The chill returned, even more forcefully than before. Miyazaki released her wrist quickly as Yoshino instinctively hugged herself, heedless of the blood and ink from her wrist seeping into her clothes. The swords of the Kamakura Era, a thousand years ago and more, had been considered beyond price — cultural treasures — for over two hundred years.

She looked over at Miyazaki again, her mouth working. “You … you could tell me I’m the Empress and I’d think that was just as likely.”

“Forgive me, Marina-chan,” he said, bowing to the floor. “Forgive me my ignorance, forgive me for placing this burden upon you, and forgive me for my testing you as I have. You understand now, perhaps, why.”

“I’m still not worthy to possess a Kamakura sword.”

“You’re far more worthy than those who would try to take them from you.”

She looked over at Miyazaki, who suddenly seemed much older. Kumo came up and nudged his master’s knee with a chirp that sounded like a query. Yoshino followed with one of her own.

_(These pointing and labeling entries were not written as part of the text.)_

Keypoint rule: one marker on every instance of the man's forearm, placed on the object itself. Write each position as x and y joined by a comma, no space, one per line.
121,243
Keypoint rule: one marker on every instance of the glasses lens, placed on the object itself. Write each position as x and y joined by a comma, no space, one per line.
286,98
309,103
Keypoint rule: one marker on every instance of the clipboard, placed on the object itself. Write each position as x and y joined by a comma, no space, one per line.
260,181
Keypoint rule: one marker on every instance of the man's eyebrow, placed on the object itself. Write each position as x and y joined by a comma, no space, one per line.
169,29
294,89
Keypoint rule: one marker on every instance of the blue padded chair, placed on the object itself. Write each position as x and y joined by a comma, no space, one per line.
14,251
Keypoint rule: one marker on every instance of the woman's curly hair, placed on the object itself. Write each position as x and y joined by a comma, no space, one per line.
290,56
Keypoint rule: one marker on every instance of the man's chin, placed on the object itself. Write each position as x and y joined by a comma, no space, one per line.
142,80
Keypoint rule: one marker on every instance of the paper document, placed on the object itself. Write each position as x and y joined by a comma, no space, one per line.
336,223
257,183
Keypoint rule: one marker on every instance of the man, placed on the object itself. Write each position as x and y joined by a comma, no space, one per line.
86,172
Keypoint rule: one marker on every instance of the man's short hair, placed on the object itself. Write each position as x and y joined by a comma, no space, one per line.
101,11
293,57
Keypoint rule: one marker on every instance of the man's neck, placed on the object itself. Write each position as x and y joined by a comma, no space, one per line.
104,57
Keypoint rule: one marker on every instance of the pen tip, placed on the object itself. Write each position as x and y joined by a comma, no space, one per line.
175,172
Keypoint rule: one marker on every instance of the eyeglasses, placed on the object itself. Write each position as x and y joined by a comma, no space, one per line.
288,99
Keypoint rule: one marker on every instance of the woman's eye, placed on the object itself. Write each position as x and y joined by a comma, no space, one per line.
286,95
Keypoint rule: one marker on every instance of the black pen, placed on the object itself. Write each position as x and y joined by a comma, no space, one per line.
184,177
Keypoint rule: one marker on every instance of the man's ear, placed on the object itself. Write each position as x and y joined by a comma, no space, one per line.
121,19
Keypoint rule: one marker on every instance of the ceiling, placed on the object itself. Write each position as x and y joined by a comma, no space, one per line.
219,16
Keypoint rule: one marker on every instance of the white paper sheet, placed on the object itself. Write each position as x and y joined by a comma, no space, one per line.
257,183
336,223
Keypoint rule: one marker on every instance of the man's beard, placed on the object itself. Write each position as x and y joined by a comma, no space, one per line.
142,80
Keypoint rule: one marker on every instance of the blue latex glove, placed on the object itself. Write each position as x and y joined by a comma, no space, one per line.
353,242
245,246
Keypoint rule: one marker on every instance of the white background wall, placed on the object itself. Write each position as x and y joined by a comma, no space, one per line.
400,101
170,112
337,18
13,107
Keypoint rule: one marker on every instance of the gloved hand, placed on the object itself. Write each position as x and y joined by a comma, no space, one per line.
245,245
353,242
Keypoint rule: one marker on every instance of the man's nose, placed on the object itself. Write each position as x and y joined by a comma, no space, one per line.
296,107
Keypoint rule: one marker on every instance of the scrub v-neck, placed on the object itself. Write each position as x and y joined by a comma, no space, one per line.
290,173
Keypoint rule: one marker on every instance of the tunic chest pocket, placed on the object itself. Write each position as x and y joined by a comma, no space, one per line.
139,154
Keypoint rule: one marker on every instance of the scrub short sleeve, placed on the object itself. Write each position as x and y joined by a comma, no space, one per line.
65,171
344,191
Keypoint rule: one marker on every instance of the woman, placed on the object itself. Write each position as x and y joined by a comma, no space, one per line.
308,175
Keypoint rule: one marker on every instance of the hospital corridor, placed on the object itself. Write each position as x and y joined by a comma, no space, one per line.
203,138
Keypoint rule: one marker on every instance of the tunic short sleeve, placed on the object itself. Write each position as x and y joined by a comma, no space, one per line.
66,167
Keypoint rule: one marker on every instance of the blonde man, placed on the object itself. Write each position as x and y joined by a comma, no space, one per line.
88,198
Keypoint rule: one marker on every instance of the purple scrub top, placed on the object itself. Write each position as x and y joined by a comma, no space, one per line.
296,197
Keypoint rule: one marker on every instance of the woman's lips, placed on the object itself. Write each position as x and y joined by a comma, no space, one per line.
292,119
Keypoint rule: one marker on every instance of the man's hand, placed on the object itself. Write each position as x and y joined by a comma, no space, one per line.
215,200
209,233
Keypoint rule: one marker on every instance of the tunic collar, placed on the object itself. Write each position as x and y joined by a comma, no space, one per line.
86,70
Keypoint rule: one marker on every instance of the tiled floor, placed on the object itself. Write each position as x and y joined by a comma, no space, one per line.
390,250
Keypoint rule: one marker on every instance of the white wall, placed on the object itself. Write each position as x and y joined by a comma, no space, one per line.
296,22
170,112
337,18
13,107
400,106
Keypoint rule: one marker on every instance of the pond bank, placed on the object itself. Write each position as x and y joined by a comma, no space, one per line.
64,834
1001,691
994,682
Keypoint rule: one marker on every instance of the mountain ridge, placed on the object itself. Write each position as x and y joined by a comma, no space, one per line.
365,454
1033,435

Sensei … what do I do now?”

“Bear them with honor, and keep them safe from those who would dishonor them. What else is there to do, Marina-chan?”

She stretched out her wrist again, letting Miyazaki take it. Before he could resume the tattooing, she asked, “That’s why you’re dead, isn’t it? They found you had the swords and killed you when they learned you gave them to me.”

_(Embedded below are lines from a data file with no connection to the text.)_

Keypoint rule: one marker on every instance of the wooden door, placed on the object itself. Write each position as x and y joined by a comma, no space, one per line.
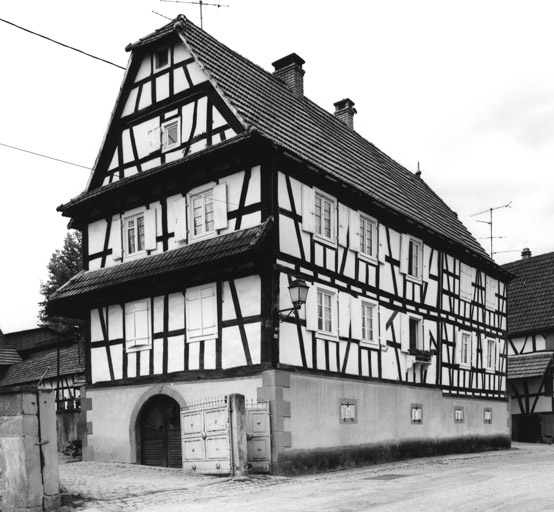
160,427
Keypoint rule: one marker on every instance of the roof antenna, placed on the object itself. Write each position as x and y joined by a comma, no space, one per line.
199,3
489,222
162,15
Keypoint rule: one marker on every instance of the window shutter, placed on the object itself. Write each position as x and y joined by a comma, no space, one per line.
425,336
354,241
209,310
130,335
404,253
308,209
115,237
457,346
357,319
180,214
382,244
382,328
345,304
473,349
150,229
142,331
343,223
154,139
220,206
425,258
194,314
311,310
404,333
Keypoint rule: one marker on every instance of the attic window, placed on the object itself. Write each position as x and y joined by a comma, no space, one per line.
161,58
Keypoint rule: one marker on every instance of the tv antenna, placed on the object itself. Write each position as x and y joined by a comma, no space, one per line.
201,4
489,222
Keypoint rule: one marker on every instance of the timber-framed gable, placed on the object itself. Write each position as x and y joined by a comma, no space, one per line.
214,191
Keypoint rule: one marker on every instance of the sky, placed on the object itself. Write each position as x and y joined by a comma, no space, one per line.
465,88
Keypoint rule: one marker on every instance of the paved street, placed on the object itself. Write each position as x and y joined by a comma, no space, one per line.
516,480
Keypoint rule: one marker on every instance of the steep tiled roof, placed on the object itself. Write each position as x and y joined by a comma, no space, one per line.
529,365
237,243
35,338
531,294
8,355
45,363
300,126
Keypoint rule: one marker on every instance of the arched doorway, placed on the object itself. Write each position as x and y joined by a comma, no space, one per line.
160,432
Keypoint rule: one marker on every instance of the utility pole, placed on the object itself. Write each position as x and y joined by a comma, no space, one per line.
201,4
489,222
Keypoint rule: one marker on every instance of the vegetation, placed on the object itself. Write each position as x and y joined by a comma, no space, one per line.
63,265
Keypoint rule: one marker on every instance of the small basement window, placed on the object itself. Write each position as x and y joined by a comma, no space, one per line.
417,413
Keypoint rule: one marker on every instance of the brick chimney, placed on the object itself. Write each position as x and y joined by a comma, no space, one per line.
289,70
344,110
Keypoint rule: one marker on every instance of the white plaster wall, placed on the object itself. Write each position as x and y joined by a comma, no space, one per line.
384,413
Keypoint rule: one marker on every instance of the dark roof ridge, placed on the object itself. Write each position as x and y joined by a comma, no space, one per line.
523,261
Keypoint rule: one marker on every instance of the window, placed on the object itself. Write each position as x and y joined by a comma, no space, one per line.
411,257
415,334
137,326
491,293
171,134
416,413
161,58
201,309
324,216
458,414
465,349
324,311
202,208
134,234
487,416
467,278
368,239
491,354
415,259
368,322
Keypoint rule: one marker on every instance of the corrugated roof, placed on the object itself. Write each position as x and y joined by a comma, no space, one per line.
45,363
529,365
206,251
264,104
531,294
8,355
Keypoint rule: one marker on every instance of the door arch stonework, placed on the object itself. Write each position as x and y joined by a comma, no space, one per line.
135,432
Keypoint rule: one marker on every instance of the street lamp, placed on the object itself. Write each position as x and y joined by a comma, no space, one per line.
298,290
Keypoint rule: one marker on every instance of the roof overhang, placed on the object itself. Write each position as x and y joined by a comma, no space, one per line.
168,272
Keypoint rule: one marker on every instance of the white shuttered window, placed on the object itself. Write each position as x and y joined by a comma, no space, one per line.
201,308
137,326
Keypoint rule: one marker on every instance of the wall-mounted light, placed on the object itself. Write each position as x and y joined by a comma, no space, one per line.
298,290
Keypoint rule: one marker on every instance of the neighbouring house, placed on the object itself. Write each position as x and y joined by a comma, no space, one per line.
50,359
218,185
531,346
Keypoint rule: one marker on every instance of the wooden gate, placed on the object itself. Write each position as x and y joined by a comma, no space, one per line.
207,435
160,433
258,435
206,447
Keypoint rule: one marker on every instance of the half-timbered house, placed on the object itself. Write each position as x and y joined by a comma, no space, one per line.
531,346
216,186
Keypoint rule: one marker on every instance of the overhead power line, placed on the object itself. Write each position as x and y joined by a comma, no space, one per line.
45,156
62,44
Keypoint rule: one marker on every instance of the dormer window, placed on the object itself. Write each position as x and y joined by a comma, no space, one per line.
171,134
161,58
134,227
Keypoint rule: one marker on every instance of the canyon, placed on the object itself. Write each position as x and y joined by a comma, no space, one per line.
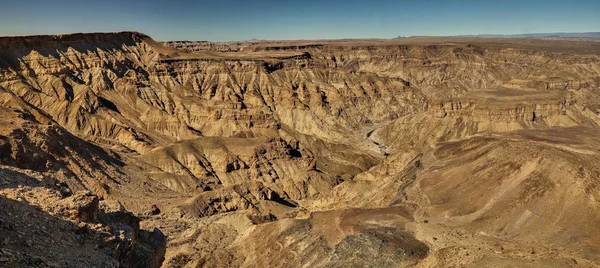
418,152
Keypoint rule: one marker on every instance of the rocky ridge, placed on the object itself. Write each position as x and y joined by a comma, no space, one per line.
319,150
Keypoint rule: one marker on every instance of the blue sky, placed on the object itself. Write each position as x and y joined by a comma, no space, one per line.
221,20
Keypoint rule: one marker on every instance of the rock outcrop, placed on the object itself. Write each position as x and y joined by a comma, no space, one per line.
410,152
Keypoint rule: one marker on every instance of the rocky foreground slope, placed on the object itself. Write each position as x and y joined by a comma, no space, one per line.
427,152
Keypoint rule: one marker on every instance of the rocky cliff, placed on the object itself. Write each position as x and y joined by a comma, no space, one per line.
268,146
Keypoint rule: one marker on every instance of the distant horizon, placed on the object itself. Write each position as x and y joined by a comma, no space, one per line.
540,34
231,20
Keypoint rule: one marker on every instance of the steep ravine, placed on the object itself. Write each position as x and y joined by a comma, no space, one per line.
245,154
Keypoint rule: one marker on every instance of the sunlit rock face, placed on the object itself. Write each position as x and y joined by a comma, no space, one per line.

He wiped the skin clean, and set back to work. “Yes.”

She was silent then, remembering meditations Miyazaki had taught her, along with the ones she’d learned on Minbar. It took all of them to calm herself and bring her mind to emptiness.

It was Miyazaki’s humming that brought her back to consciousness of her surroundings. She recognized the tune.

“I know someone else who likes the Beatles,” she said. “All kinds of music from that time.”

“Is that so,” Miyazaki said. “What’s he like?”

She hesitated for a second before answering. “How do you know it’s a man?”

“You’re blushing, Marina-chan. So unless your desire has changed to favor women, it would have to be a man, wouldn’t you say?”

Yoshino lowered her head, acknowledging defeat. She’d never yet been able to best Isamu at verbal kendo, and it looked like she’d lost this chance, too. But there was no need for regret.

“He’s very kind,” she began, “both to me and Kuri. I think he wouldn’t mind being friends, although I’ve been so … messed up, it can’t have been easy for him. Now I’m not even sure how to speak to him again without embarrassing him.”

“Maybe you can show him this, and tell him about me,” Miyazaki said, putting down the needles and wiping blood and ink from Yoshino’s wrist, then holding it in a tight squeeze to stop the bleeding. “Maybe he’ll have a story of his own to tell you.”

When he let it go, Yoshino looked down at her wrist. The picture was about the size of her palm. Rendered in heavy blacks and simple lines, it depicted a man and young woman. They both had long, wild hair, and the woman wore an ankh around her neck.

“Who are they?”

“Characters from a western manga, from about three hundred years ago,” he said. Almost inaudibly he added, “She was still so young …”


“Never mind.” He tucked the needles back into his pocket and called to Kumo. The black cat bounded up, draping itself over his outstretched arm. “We have to go.”

“So soon?”

“It is later than you think,” he said slowly, leaning in close. “Goodbye, Marina-chan. Don’t let the swords take Sasaki’s place, keeping you alone. Don’t let me be the last to see all of you, the sun and the snow. Please.”

Softly, he kissed her, and she closed her eyes. When she opened them again, he and Kumo were gone.